Social Impact Bonds: a revolution in government funding

In his recently proposed budget, President Obama has asked for up to $100 million to implement programs funded by Social Impact Bonds (SIBs). These bonds are the cornerstones of a new way to pay for public services, one that its proponents hope will address social problems with greater efficiency and higher success rates than current government approaches. In the UK SIBs were piloted to tackle the problem of prisoner recidivism by funding intensive counseling, employment, housing, and other support services for recently released prisoners. Something known as supportive housing is a potential area where SIBs may make their debut in the U.S. This program would deal with homelessness from a preemptive approach, by paying people who are at-risk of having to go live on the streets to stay in their homes.

The model of Social Impact Bonds consists of governments agreeing to reward private, for-profit entities, called “social impact bond-issuing organizations” (SIBIOs), for their work. But the government only pays if the services deliver as promised, and only out of government cost savings. No taxpayer money will be wasted on failed programs in this plan. The idea behind these bonds is that investment is like prevention, and social problems can be more effectively addressed before they urgently need a cure. Governments, unlike private financiers who are motivated by potential profits, are likely to wait until a problem needs mitigation, rather than foreseeing it.
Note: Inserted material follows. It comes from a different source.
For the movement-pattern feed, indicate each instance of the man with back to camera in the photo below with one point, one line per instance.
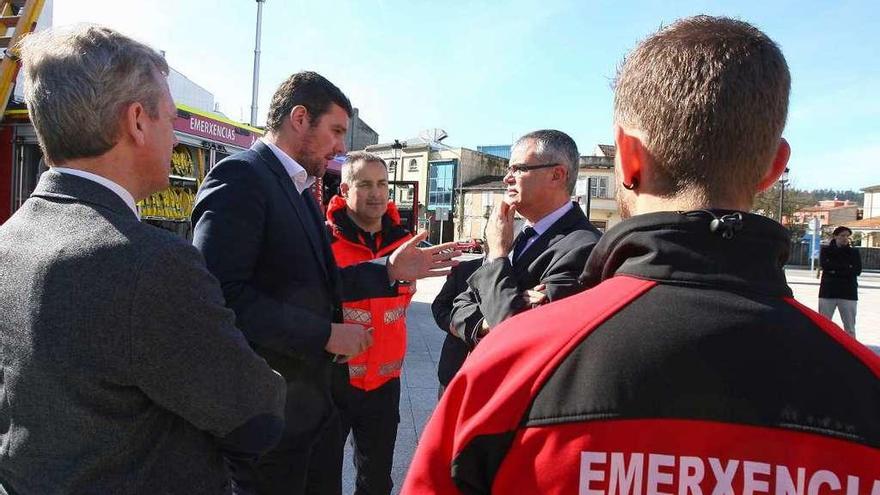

In addition to supportive housing, SIBs may be used to fund programs that address prisoner recidivism, assisted living, kindergarten readiness, workforce development for at-risk populations, and visiting nurses, according to what Kristin Giantris, of the Nonprofit Finance Fund, told Dowser. Giantris also said that SIBIOs will rely on one fundamental question to identify sites of intervention: “What area has the greatest opportunity for investment that will result in strong outcomes and save the government money?”

Actually putting the SIB program into practice may not be as simple as it sounds. Giantris mentioned some long-term concerns, particularly around the ability to scale the SIB model. Specifically, the challenge is determining how to create an asset class so that there is liquidity and comparability. “It’s very hard to develop market-oriented security,” she said, without a large enough sample of these projects nation-wide. She also said that there is the question of “how to satisfy investor interests while having enough time to achieve measurable outcomes.” Some issues may require more than 5 years involvement to show the cost savings. Education is one example where we might have to wait years to see results, said Giantris, and it could be too long for investors to wait as it increases the risk of the investment.

Harvard Economist Jeffrey Liebman, in a report for the Center for American Progress, has analyzed potential successes and challenges of the Social Impact Bonds plan. There may be obstacles to the program’s success, according to Liebman, if interventions do not meet five main criteria. They will need to have sufficiently high net benefits, have measurable outcomes, have a well-defined treatment population up front, use a credible impact-assessment method, and include strategies for reducing harm to populations in cases where interventions are unsuccessful and investors pull out. Liebman also suggests, given the newness of the concept of Social Impact Bonds, that it be applied to models that have already proven effective. He also predicts that successful interventions will provide savings to the government that exceed program costs. Furthermore, Liebman foresees the first Social Impact Bond programs occurring at the level of local government.